いくつもの投資の前提条件が同時に崩れると、大きな損失が加速的に発生し、ひとびとがパニックを起こして出口へ殺到することで、今回のような記録的な数字の更新が起こることは過去に何度もあったし、もちろんこれからも確実に起こるだろう。
そしてそれは、いつも一瞬で裏切られ、相場の乱高下で損をするだけではなく、気がついたときには取り返しがつかない状況に置かれる人がたくさん出る。
ところで、日本企業は長らく低金利が常態で緩やかな変化のなかで生きてきた。
コロナでは大きな影響があったが補助金と融資で乗り越え、最近の物価の上昇こそあれ、生きながらえてきた。だがこの株式相場の乱高下のように、中小企業の事業環境もさらに大きく荒れることがこれから起こるかもしれない。それでは、このようなことから身を守る術はあるのか?
ないといえば無い、あるといえば有る。
政策金利の動きをいつも言い当てる人はいないし、中国は造りすぎた製品を世界に叩き売っている。そんな世界の事象にはあらがえないし、我々にはあまり関係ないとも言いたくなる。
ではどうする?
中小企業は自社の市場への大企業の進出などの、自社の現状に対する外的要因に対してはほとんど打つ手がない。自社の努力では外的要因を排除することができないからだ。そういう意味では外的要因に対して直接的に身を守る術はない。
一方で中小企業は、自社の利益が思うようにあがらない要因が内部にあると幸運にも気がつくことができた場合、その要因に対して改善する方法を思いついたならば、勇気を持って意思決定をして実施することができる。

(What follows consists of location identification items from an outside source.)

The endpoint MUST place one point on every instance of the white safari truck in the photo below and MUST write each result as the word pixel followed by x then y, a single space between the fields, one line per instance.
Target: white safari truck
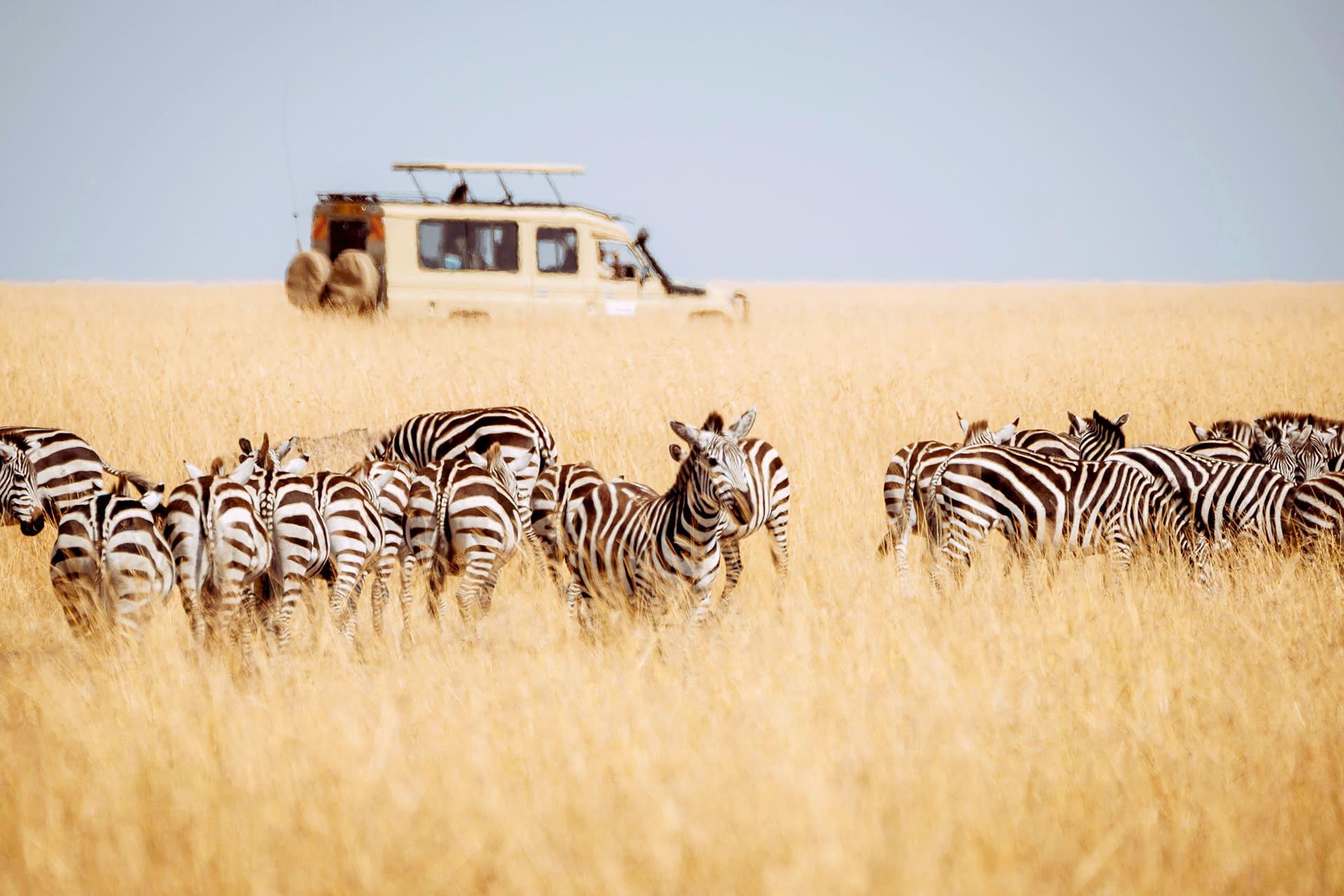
pixel 460 255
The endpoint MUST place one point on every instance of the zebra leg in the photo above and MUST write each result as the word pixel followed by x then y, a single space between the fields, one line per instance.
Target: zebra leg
pixel 571 597
pixel 472 599
pixel 344 590
pixel 732 570
pixel 290 587
pixel 405 597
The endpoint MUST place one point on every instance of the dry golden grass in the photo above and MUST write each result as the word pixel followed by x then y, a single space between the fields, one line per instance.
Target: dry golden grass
pixel 831 736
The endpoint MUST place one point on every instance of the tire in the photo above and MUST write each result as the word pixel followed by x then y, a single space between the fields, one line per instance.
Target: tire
pixel 305 280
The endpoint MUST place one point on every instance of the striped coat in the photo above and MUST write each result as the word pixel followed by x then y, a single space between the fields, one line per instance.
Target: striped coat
pixel 1044 504
pixel 527 447
pixel 913 468
pixel 66 468
pixel 109 562
pixel 647 551
pixel 766 504
pixel 461 520
pixel 220 548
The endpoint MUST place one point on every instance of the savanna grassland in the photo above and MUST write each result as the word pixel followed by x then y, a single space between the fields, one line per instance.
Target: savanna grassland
pixel 835 735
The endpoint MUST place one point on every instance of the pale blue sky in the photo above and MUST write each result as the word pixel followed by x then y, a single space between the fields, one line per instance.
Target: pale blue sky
pixel 904 141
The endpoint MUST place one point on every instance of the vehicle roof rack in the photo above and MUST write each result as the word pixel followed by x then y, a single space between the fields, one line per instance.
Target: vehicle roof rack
pixel 491 167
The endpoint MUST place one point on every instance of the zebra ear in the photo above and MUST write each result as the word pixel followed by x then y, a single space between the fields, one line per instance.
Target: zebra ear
pixel 739 430
pixel 686 433
pixel 244 470
pixel 153 498
pixel 286 448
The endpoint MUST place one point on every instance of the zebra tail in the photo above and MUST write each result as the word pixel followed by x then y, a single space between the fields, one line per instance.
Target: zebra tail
pixel 127 476
pixel 926 508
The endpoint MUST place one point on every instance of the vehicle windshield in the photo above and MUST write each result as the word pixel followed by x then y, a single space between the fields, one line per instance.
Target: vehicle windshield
pixel 620 261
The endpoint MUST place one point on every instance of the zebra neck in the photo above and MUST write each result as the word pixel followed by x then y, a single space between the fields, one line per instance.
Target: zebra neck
pixel 694 517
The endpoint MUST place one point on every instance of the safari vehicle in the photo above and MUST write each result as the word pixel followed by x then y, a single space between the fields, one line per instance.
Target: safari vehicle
pixel 460 255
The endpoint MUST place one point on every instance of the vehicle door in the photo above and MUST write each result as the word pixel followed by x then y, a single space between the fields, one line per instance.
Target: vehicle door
pixel 559 281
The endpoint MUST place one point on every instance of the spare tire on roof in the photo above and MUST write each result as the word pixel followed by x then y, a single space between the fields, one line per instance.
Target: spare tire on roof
pixel 353 285
pixel 307 279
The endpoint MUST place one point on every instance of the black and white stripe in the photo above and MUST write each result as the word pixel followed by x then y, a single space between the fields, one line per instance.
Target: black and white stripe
pixel 20 498
pixel 524 442
pixel 641 550
pixel 766 504
pixel 220 548
pixel 1228 498
pixel 66 468
pixel 913 468
pixel 1046 504
pixel 326 524
pixel 393 498
pixel 111 561
pixel 461 520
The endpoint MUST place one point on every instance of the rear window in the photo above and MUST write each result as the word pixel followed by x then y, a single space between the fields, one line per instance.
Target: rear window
pixel 556 250
pixel 468 245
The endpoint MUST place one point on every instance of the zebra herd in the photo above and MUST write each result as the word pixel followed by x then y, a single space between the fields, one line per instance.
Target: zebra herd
pixel 445 495
pixel 1277 481
pixel 460 493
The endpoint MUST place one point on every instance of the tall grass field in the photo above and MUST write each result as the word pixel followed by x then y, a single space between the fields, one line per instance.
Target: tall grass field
pixel 831 734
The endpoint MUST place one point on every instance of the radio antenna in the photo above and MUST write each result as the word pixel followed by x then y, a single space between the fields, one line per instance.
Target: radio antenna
pixel 289 164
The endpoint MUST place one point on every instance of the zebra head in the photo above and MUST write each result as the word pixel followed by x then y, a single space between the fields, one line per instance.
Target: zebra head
pixel 1313 447
pixel 1096 435
pixel 1236 430
pixel 1277 451
pixel 718 464
pixel 19 489
pixel 979 433
pixel 268 458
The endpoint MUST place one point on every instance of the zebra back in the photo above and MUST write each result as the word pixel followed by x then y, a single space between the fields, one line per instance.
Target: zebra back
pixel 66 468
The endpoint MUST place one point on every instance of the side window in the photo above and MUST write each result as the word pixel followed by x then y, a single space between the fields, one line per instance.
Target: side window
pixel 556 250
pixel 468 245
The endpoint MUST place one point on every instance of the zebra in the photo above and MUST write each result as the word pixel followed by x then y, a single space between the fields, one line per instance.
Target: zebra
pixel 622 542
pixel 111 561
pixel 393 500
pixel 1096 435
pixel 1054 504
pixel 219 546
pixel 461 520
pixel 766 505
pixel 1227 498
pixel 527 447
pixel 913 466
pixel 1221 449
pixel 1241 431
pixel 66 468
pixel 326 523
pixel 1046 442
pixel 1319 510
pixel 20 498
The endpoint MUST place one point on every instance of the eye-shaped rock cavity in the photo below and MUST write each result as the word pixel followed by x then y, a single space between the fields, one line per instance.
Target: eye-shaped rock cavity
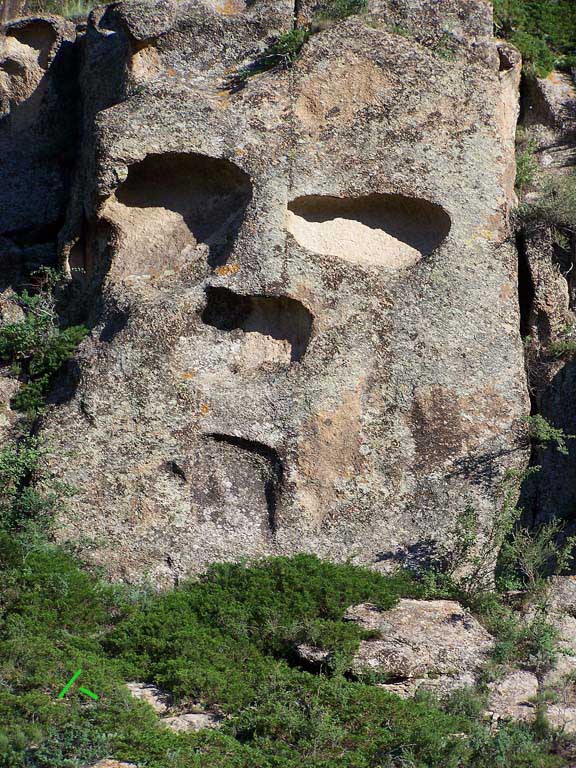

幸いにも中小企業の強みとして意思決定者が少ないという点があり、このことから方向転換がしやすい。
これは排除できない外部要因に対して間接的にすばやく対処できることを意味する。遠い国の重大な出来事にあらがうことはできないし、直接関係はないが、めぐり巡って自社に影響がいずれ及ぶと想像し、情報へのアンテナを常に高くしながら深く考えて想像し、早めに対処することで機会と捉え、自社のまわりまで影響が近づいたときにチャンスにできるようでありたい。